The President hadn't tried to bring his big Air Force One to Camp Smolley. He had come in his VTOL, which was still an incongruously big ship to be perched on the camp's little landing strip. It was snow white with the lettering THE UNITED STATES OF AMERICA luminously emblazoned on its side.
At the plane's ramp an army of American Marines were guarding the VTOL under the eyes of an army of blue-beret United Nations troops. That was as far as Hilda was going to go. She stood motionless at the foot of die ramp while a couple of Marine officers body-searched me, their hands in all my pockets, their sniffers all over my body, poking into every fold of my clothes. At least they didn't bother with body cavities before they allowed me to enter. "Hurry up," the female colonel ordered me as she led the way to the President's cabin. "The President doesn't have much time."

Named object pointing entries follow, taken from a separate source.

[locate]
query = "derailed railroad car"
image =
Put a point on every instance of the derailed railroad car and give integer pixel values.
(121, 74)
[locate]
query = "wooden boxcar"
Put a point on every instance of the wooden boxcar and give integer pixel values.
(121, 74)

Apparently he didn't. He didn't keep me waiting. When the colonel shoved me into his office the President was sitting at his desk, looking up from his array of miniscreens to regard me. There was no one else in the room, just the President and me, though I had no doubt there were eyes and recording gadgets in the walls-and maybe even, behind some panel, a Marine sharpshooter with his weapon aimed at my heart, just in case. When the President had finished looking me over, he said, "Sit down. Talk to me."
So I did.
I had never been alone with the President before. He looked a lot older than his pictures: suntanned face, mop of curly white hair, the powerful shoulders of the Harvard oarsman he had once been. He was a lot better listener than I had expected. He didn't interrupt. He didn't speak at all. A couple of times, when he wasn't quite catching everything I had to say, he cocked one of those bushy white eyebrows at me. Which I interpreted as a request to clarify, so I clarified. When I got to the part about letting Beert go home he didn't start throwing the book at me. He looked, if anything, amused. He didn't speak then, either, or even push any buttons that I saw, but a moment later the office door opened and a pair of good-looking girls in Marine uniform pushed in a dolly with white linen, a silver coffeepot and two cups. "Help yourself, Agent Dannerman," the President said, speaking at last. "So you took it upon yourself to order the Scarecrow subs away from the coast.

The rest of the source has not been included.